President Robert Mugabe sought to extend his rule for another four years yesterday when his regime announced that Zimbabwe's next presidential election will be postponed.

Mr Mugabe's present term of office ends in 2008. But the 82-year-old leader, who won a violent and widely condemned presidential election four years ago, is about to rewrite the constitution and give himself the option of staying in power beyond this limit.

The next presidential poll will be delayed until 2010, on the pretext that parliamentary elections are also due in that year and the two contests should be harmonised.

Nathan Shamuyarira, the official spokesman for the ruling Zanu-PF party and a former cabinet minister, disclosed the plan to the Sunday News, a government paper.

"We want to combine the two, the presidential and parliamentary elections, so that we do not have elections every two years," he said.

A Bill will be presented before parliament to bring this into effect, added Mr Shamuyarira. To change the electoral calendar would require changing the constitution but the ruling party, with a technical two thirds majority in parliament, can pass such amendments easily.

After 26 years of absolute power, Mr Mugabe is already the oldest leader in Africa. If he retired in 2010, he would be 86 and would have been in office for 30 years. Mugabe's previous hints that he might go in 2008 were ambiguous and analysts say the veteran Zimbabwean leader has been keeping his options open.

His bitterly divided opponents, who have failed to make a stand against his regime, united to condemn his plan to stay in power.

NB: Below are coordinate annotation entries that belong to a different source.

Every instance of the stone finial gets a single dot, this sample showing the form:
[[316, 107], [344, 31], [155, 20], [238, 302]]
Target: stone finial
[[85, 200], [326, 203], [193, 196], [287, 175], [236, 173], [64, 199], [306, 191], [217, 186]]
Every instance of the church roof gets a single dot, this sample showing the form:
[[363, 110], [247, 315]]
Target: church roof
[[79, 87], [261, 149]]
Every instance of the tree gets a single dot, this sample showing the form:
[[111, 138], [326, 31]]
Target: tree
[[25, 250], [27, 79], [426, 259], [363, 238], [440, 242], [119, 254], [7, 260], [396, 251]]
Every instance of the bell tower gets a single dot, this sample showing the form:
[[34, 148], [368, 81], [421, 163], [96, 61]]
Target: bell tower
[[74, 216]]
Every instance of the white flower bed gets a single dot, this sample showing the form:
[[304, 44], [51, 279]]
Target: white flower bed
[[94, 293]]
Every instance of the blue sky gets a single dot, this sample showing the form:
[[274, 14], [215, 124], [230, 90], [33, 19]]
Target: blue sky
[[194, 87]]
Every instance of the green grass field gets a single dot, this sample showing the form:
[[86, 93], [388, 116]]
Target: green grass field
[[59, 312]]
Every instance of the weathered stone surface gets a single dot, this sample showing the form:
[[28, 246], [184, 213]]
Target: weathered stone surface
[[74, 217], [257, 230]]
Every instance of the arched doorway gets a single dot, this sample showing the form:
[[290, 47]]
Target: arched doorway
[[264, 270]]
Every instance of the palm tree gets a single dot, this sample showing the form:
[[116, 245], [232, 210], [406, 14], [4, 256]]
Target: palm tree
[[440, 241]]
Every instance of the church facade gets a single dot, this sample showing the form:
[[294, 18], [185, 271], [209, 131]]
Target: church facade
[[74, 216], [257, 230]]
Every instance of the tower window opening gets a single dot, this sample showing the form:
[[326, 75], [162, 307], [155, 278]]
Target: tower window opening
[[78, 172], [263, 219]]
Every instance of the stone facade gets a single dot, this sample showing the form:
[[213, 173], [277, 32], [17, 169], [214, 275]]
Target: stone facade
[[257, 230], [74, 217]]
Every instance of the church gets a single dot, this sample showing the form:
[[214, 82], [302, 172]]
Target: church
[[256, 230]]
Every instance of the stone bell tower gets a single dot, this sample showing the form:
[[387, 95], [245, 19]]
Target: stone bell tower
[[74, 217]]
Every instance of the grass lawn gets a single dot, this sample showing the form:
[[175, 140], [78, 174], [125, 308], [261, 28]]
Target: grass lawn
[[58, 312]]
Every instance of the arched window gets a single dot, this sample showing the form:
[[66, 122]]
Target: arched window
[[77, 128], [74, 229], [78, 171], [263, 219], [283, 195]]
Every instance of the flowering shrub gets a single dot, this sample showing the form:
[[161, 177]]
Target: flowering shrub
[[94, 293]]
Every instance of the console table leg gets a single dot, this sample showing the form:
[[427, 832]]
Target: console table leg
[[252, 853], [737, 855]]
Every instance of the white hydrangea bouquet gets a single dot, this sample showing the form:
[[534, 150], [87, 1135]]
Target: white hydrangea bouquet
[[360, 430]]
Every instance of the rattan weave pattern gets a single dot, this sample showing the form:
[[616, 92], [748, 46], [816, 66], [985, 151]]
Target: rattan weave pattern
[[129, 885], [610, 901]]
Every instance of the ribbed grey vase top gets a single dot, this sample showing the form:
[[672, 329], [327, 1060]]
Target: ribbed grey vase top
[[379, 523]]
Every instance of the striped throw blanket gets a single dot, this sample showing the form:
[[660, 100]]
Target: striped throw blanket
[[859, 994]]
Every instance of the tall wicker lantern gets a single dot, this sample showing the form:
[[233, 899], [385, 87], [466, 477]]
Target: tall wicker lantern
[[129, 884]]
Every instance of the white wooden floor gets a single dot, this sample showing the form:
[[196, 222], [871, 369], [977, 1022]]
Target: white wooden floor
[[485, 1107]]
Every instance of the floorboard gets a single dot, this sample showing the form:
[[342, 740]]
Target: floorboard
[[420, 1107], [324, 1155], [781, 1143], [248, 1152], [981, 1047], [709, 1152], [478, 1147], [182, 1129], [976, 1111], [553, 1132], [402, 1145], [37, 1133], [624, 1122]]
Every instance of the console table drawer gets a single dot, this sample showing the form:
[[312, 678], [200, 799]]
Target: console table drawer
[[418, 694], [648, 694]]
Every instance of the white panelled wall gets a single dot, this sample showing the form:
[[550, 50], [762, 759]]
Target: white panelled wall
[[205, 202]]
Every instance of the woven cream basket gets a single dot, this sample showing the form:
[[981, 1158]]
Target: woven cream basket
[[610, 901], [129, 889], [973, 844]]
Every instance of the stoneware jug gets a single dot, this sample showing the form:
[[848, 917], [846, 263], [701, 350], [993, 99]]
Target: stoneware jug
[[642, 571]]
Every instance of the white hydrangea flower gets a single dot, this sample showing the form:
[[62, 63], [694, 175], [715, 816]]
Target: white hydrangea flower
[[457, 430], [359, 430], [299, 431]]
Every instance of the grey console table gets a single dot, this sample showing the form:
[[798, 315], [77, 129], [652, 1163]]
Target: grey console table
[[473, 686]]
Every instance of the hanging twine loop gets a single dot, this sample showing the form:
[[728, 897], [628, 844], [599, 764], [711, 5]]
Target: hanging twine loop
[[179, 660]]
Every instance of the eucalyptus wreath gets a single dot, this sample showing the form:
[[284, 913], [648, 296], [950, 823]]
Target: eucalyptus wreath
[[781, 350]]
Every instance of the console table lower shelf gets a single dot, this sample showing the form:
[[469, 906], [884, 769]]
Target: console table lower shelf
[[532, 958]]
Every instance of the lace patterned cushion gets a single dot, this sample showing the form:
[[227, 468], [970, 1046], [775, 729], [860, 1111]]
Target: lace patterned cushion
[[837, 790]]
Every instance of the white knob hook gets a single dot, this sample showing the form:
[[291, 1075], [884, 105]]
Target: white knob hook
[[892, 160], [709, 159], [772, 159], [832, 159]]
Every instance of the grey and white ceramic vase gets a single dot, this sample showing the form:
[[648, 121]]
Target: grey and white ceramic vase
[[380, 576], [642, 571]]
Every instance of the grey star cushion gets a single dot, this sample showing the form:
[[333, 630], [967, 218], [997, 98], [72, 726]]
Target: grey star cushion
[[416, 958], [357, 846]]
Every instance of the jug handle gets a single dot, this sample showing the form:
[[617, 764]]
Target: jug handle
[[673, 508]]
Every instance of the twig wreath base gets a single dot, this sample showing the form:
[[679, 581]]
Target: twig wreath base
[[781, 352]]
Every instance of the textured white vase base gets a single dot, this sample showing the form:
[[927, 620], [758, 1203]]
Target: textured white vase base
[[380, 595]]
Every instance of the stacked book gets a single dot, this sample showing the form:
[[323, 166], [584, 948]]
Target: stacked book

Jonathan Moyo, who was sacked as information minister last year and sits as an opposition MP, said that Mr Mugabe wanted to stay in office rather than face justice for crimes against humanity.

Arthur Mutambara, the leader of one faction of the fragmented Movement for Democratic Change, said the president had "inflicted misery, poverty and repression" and should "resign immediately".

Political analysts say Mr Mugabe and Zanu-PF fear an electoral challenge amid a deepening economic crisis many blame on them, and they may hope a delay would allow time for recovery.

The health sector, in particular, is struggling to function amid the crisis, which has brought shortages of food, fuel and foreign currency along with water and power cuts and an inflation rate of more than 1,200 per cent.

Zimbabwe has lost half of its public health professionals in the past few years and is the African country hardest hit by a "brain drain" driven largely by economic hardship, a state newspaper, the Sunday Mail, reported yesterday.

An estimated three million Zimbabweans — a quarter of the population — have emigrated.